Terrorism Alert Warns About Eased Restrictions

Homeland Security says new conditions could provide opportunities
By Newser Editors and Wire Services
Posted May 14, 2021 4:35 PM CDT
DHS: Terrorists May Attack as Restrictions Are Eased
Homeland Security Secretary Alejandro Mayorkas testifies before a Senate Homeland Security and Government Affairs Committee hearing on Thursday.   (Graeme Jennings/Pool via AP)

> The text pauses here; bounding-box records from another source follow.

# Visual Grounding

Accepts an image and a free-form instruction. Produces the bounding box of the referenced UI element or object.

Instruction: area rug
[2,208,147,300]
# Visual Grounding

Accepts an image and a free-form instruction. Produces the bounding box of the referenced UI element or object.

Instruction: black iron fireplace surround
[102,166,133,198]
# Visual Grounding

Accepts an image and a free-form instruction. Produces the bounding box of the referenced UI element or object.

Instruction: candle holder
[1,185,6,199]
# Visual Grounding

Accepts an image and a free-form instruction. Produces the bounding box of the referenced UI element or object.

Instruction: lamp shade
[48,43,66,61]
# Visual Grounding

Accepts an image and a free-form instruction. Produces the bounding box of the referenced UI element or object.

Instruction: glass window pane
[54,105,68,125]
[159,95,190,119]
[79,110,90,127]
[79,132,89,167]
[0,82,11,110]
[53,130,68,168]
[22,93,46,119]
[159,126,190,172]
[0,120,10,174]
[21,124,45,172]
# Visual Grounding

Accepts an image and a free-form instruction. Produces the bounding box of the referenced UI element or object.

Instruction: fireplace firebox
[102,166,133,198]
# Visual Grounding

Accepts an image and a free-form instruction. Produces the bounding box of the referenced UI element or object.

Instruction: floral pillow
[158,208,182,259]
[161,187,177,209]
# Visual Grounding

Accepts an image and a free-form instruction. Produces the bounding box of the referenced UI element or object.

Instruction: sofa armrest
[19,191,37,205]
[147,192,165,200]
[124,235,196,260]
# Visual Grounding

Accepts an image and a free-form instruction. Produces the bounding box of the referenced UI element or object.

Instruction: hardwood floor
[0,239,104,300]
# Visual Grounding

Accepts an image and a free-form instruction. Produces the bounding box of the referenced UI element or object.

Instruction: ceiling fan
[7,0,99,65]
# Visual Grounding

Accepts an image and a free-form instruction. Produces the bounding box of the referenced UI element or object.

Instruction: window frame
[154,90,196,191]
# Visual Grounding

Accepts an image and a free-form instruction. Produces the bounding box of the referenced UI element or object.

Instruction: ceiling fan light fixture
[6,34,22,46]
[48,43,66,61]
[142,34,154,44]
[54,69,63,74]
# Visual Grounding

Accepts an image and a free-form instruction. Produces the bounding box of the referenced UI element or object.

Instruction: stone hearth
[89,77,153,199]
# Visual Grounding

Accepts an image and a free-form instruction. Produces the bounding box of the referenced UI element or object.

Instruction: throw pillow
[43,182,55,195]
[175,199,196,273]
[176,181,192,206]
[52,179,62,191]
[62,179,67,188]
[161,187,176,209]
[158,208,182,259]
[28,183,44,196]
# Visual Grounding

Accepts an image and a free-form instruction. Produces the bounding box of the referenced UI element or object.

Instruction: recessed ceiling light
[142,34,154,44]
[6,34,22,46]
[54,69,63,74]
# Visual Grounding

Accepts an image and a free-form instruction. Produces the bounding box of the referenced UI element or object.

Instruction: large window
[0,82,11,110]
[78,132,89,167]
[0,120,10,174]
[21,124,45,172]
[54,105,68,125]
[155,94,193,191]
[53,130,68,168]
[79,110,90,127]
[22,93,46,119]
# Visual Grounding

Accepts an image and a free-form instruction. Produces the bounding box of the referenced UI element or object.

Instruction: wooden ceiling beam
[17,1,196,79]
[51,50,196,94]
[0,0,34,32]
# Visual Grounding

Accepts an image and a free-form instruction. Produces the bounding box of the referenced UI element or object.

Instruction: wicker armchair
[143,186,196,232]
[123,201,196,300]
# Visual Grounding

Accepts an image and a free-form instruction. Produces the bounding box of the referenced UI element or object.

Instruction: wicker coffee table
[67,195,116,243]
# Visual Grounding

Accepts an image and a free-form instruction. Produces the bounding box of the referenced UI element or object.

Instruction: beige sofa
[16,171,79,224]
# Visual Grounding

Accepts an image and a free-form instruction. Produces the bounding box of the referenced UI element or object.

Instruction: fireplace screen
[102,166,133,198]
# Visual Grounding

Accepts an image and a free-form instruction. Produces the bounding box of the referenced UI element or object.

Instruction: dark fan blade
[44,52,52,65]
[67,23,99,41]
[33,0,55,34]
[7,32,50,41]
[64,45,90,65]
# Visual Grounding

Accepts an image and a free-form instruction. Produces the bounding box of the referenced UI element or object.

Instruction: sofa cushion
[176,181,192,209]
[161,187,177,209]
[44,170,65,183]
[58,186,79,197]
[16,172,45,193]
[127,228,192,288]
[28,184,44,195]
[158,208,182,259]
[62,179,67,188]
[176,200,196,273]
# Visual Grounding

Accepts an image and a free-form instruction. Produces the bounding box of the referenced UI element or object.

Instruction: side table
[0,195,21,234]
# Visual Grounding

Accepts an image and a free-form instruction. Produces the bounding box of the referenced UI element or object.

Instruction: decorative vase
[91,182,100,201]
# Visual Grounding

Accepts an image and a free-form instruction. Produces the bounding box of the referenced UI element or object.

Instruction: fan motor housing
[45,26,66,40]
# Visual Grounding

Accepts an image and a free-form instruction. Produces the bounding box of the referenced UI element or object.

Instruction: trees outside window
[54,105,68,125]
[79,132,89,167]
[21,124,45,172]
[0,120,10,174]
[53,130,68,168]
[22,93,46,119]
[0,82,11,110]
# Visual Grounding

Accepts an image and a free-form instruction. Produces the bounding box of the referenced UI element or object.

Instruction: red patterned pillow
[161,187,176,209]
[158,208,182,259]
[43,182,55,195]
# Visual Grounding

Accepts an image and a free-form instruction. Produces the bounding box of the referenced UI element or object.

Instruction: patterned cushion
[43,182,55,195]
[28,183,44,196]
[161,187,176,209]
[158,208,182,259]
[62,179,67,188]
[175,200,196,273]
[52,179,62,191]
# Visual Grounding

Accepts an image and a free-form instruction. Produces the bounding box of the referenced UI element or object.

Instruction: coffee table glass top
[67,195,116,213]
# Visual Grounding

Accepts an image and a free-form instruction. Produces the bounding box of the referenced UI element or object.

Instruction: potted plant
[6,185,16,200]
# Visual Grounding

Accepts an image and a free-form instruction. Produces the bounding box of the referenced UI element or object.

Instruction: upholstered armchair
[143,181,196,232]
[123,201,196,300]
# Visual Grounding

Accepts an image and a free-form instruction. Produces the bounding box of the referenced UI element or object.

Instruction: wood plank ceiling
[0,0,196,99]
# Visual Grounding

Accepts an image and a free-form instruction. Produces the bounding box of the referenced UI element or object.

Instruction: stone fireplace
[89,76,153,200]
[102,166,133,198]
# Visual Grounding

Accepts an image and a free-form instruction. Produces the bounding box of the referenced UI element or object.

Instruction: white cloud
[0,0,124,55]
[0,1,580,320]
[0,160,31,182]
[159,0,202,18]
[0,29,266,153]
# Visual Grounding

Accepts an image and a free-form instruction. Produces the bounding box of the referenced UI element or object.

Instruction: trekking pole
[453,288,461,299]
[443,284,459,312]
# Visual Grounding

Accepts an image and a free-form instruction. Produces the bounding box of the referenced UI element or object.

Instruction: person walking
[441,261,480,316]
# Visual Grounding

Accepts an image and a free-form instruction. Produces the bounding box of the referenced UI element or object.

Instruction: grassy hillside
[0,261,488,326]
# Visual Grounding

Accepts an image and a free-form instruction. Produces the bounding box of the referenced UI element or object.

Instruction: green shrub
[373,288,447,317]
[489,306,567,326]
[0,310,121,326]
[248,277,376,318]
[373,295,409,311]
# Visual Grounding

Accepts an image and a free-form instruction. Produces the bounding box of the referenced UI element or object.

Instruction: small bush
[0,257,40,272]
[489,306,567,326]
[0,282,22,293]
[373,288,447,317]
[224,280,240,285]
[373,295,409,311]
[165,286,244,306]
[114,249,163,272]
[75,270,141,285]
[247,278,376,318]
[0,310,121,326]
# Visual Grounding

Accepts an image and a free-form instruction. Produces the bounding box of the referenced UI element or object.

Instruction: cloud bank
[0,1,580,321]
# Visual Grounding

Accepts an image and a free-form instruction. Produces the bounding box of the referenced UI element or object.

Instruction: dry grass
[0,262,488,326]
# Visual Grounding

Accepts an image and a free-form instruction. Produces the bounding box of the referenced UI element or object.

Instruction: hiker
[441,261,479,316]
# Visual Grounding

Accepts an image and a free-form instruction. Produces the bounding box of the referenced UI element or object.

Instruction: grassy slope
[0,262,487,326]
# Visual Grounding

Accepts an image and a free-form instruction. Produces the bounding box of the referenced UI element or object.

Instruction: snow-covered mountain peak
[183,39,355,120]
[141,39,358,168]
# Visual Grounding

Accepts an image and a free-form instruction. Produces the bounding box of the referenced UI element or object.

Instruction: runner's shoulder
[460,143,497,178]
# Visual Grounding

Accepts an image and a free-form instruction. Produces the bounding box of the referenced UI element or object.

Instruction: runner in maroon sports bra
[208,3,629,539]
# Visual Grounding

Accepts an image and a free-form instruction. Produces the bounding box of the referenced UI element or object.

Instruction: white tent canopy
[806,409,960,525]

A national terrorism alert issued Friday warns that violent extremists may take advantage of the easing of pandemic restrictions to attack. The alert does not cite any specific threats, the AP reports. But it warns of potential danger from an increasingly complex and volatile mix that includes domestic terrorists inspired by various grievances, racial, or ethnic hatred and influences from abroad. Those threats were exacerbated by COVID-19, which spawned conspiracy theories and deepened anger at the government in some quarters over the shutdown of the economy. As virus conditions improve, the alert says new dangers loom. "Violent extremists may seek to exploit the easing of COVID-19-related restrictions across the United States to conduct attacks against a broader range of targets after previous public capacity limits reduced opportunities for lethal attacks," said the National Terrorism Advisory System bulletin, issued by the Department of Homeland Security.

The bulletin reflects anxiety over domestic extremists, particularly those motivated by racial and ethnic hatred, that has been building for months, even under the previous administration, with repeated warnings from DHS and the Justice Department. Concern over the domestic extremists has to a certain degree eclipsed the focus on foreign terrorist organizations such as al-Qaida and the Islamic State, though the alert warns that both groups still try to inspire homegrown attacks. Added to the mix are adversaries such as Russia, China, and Iran, which the alert says are amplifying conspiracy theories about the origins of COVID-19 and calls for violence against people of Asian descent. "Today’s terrorism-related threat landscape is more complex, more dynamic, and more diversified than it was several years ago," DHS Secretary Alejandro Mayorkas said in releasing the bulletin. Both Mayorkas and Attorney General Merrick Garland testified to a Senate committee this week that "racially or ethnically motivated violent extremists" pose the greatest domestic threat at the moment.